Stem cell factor enhances erythropoietin-mediated transactivation of signal transducer and activator of transcription 5 (STAT5) via the PKA/CREB pathway

Objective. To define whether the observed synergistic effects of erythropoietin (EPO) and stem cell factor (SCF) on erythroid cells can, in part, be mediated by the signal transducer and activator of transcription 5 (STAT5). Methods. STAT5 activation was examined in erythroid cell lines by analyzing the effects of EPO and SCF on STAT5 tyrosine phosphorylation, serine phosphorylation, DNA binding, and STAT5-mediated gene transactivation. Results. EPO induced a 5.0-fold +/- 0.4-fold increase in STAT5 transactivation, which could be further enhanced by SCF. SCF pretreatment followed by EPO stimulation resulted in a 9.0-fold +/- 0.9-fold increase in STAT5 transactivation, while SCF alone did not increase STAT5 transactivation. This costimulatory effect of SCF was not mediated by increased STAT5 tyrosine or serine phosphorylation or increased STAT5 DNA binding. In addition, enhanced STAT5 transactivation was independent of the phosphatidyl inositol 3-kinase and MAPK(p42/p44) pathways. Instead, the protein kinase A (PKA) inhibitor protein PKI and the PKA inhibitor H89 prevented the costimulatory SCF effect.
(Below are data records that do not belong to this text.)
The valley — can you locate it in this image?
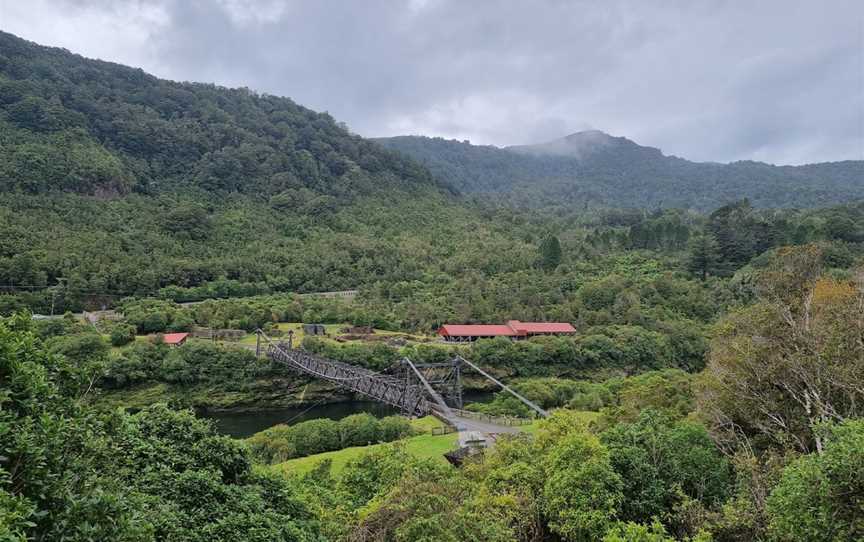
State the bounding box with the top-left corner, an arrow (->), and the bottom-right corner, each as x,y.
1,26 -> 863,542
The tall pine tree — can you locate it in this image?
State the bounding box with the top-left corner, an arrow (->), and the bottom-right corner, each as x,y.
687,233 -> 719,281
539,235 -> 562,271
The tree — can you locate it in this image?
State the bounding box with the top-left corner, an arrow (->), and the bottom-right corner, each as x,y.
48,332 -> 107,361
601,410 -> 731,534
602,521 -> 675,542
766,419 -> 864,541
697,249 -> 864,455
470,433 -> 547,540
110,323 -> 137,346
539,235 -> 562,271
164,204 -> 210,240
600,369 -> 695,424
542,431 -> 623,541
687,233 -> 719,281
708,200 -> 758,273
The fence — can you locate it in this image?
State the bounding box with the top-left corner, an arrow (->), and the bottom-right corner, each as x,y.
191,327 -> 246,341
299,290 -> 359,300
450,408 -> 534,427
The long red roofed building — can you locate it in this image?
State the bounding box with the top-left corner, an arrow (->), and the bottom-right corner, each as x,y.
438,320 -> 576,342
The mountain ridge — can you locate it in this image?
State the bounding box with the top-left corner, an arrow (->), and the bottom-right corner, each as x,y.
0,30 -> 444,202
376,133 -> 864,210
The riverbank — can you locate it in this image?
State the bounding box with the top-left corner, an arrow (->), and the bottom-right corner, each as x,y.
204,401 -> 399,438
93,378 -> 350,411
93,378 -> 498,439
94,376 -> 500,412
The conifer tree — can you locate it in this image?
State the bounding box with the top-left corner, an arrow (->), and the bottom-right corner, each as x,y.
539,235 -> 562,271
687,233 -> 719,281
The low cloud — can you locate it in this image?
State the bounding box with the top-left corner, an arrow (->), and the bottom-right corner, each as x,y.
2,0 -> 862,164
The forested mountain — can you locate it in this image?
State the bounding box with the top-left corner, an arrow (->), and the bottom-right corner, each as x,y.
376,132 -> 864,210
2,29 -> 864,321
0,30 -> 439,199
0,30 -> 467,310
Furthermore, the PKA target CREB showed a strongly increased and prolonged serine-133 phosphorylation after costimulation with SCF + EPO. The involvement of CREB in STAT5 transactivation was demonstrated by overexpression of serine-133-mutated CREB, which completely blocked the SCF effect. In addition, the CREB-binding protein CBP/p300 was shown to be essential for EPO- and SCF-mediated STAT5 transactivation. Conclusion. SCF enhances the EPO-mediated STAT5 transactivation by triggering a PKA/CREB-dependent pathway. (C) 2003 International Society for Experimental Hematology. Published by Elsevier Inc.